From 3283225b1bb24dee2757594ccb1abb701a42638a Mon Sep 17 00:00:00 2001
From: Mathieu Faverge <mathieu.faverge@inria.fr>
Date: Tue, 6 Oct 2020 11:48:40 +0200
Subject: [PATCH] Add BLAS 2 xgemv kernel

---
 coreblas/compute/CMakeLists.txt             |   1 +
 coreblas/compute/core_zgemv.c               |  98 +++++++++++++++
 coreblas/compute/core_ztile.c               |  13 ++
 coreblas/include/coreblas/coreblas_z.h      |   4 +
 coreblas/include/coreblas/coreblas_ztile.h  |   1 +
 include/chameleon/tasks_z.h                 |   5 +
 runtime/CMakeLists.txt                      |   4 +
 runtime/openmp/codelets/codelet_zgemv.c     |  37 ++++++
 runtime/parsec/codelets/codelet_zgemv.c     |  76 +++++++++++
 runtime/quark/codelets/codelet_zgemv.c      |  66 ++++++++++
 runtime/starpu/codelets/codelet_zcallback.c |   1 +
 runtime/starpu/codelets/codelet_zgemv.c     | 133 ++++++++++++++++++++
 runtime/starpu/include/runtime_codelet_z.h  |   5 +
 13 files changed, 444 insertions(+)
 create mode 100644 coreblas/compute/core_zgemv.c
 create mode 100644 runtime/openmp/codelets/codelet_zgemv.c
 create mode 100644 runtime/parsec/codelets/codelet_zgemv.c
 create mode 100644 runtime/quark/codelets/codelet_zgemv.c
 create mode 100644 runtime/starpu/codelets/codelet_zgemv.c

diff --git a/coreblas/compute/CMakeLists.txt b/coreblas/compute/CMakeLists.txt
index dd70cd7c7..f0d4976c2 100644
--- a/coreblas/compute/CMakeLists.txt
+++ b/coreblas/compute/CMakeLists.txt
@@ -37,6 +37,7 @@ set(ZSRC
     core_zlascal.c
     core_zlatm1.c
     core_zgelqt.c
+    core_zgemv.c
     core_zgemm.c
     core_zgeqrt.c
     core_zgesplit.c
diff --git a/coreblas/compute/core_zgemv.c b/coreblas/compute/core_zgemv.c
new file mode 100644
index 000000000..8c25d3dba
--- /dev/null
+++ b/coreblas/compute/core_zgemv.c
@@ -0,0 +1,98 @@
+/**
+ *
+ * @file core_zgemv.c
+ *
+ * @copyright 2009-2014 The University of Tennessee and The University of
+ *                      Tennessee Research Foundation.
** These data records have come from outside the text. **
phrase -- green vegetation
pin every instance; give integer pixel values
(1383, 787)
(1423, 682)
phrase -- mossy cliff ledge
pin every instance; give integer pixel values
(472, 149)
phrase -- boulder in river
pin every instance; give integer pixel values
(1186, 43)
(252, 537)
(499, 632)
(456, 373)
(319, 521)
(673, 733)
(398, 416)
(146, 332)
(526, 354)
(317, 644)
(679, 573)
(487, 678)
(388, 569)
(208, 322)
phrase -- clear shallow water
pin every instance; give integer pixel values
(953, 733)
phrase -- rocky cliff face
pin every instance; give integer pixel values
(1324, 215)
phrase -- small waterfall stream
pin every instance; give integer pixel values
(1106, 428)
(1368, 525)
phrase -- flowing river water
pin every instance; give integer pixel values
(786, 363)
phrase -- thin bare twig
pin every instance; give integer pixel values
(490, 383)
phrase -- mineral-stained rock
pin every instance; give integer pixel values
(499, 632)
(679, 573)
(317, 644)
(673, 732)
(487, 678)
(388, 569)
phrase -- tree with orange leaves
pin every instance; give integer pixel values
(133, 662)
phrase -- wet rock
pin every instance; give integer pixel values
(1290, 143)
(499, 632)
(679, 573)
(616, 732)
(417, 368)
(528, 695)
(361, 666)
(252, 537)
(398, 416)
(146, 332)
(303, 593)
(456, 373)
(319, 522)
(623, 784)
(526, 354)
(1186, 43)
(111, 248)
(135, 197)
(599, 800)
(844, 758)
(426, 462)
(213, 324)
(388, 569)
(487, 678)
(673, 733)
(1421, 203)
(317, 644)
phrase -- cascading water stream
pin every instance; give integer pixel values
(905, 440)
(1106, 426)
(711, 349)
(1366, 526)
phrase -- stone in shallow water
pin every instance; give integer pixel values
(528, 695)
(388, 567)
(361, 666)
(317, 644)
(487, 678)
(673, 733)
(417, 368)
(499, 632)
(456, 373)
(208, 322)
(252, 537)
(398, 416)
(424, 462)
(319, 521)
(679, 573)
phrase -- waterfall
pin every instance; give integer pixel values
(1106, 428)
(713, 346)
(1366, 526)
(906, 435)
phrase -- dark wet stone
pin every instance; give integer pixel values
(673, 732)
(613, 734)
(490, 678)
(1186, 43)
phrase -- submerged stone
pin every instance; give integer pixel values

All rights reserved.
+ * @copyright 2012-2020 Bordeaux INP, CNRS (LaBRI UMR 5800), Inria,
+ *                      Univ. Bordeaux. All rights reserved.
+ *
+ ***
+ *
+ * @brief Chameleon core_zgemv CPU kernel
+ *
+ * @version 1.0.0
+ * @author Mathieu Faverge
+ * @date 2020-10-06
+ * @precisions normal z -> c d s
+ *
+ */
+#include "coreblas.h"
+
+/**
+ *******************************************************************************
+ *
+ * @ingroup CORE_CHAMELEON_Complex64_t
+ *
+ *  Performs one of the matrix-vector operations
+ *
+ *    \f[ y = \alpha [op( A ) \times x] + \beta y \f],
+ *
+ *  where op( A ) is one of:
+ *    \f[ op( A ) = A,   \f]
+ *    \f[ op( A ) = A^T, \f]
+ *    \f[ op( A ) = A^H, \f]
+ *
+ *  alpha and beta are scalars, op(A) an m-by-n matrix, and x and y are two vectors.
+ *
+ *******************************************************************************
+ *
+ * @param[in] trans
+ *          - ChamNoTrans:   A is not transposed,
+ *          - ChamTrans:     A is transposed,
+ *          - ChamConjTrans: A is conjugate transposed.
+ *
+ * @param[in] M
+ *          The number of rows of the matrix A. M >= 0.
+ *
+ * @param[in] N
+ *          The number of columns of the matrix A. N >= 0.
+ *
+ * @param[in] alpha
+ *          The scalar alpha.
+ *
+ * @param[in] A
+ *          An lda-by-n matrix, where only the m-by-n leading entries are references.
+ *
+ * @param[in] LDA
+ *          The leading dimension of the array A. LDA >= max(1,M).
+ *
+ * @param[in] x
+ *          X is COMPLEX*16 array, dimension at least
+ *          ( 1 + ( n - 1 )*abs( INCX ) ) when TRANS = 'N' or 'n'
+ *          and at least
+ *          ( 1 + ( m - 1 )*abs( INCX ) ) otherwise.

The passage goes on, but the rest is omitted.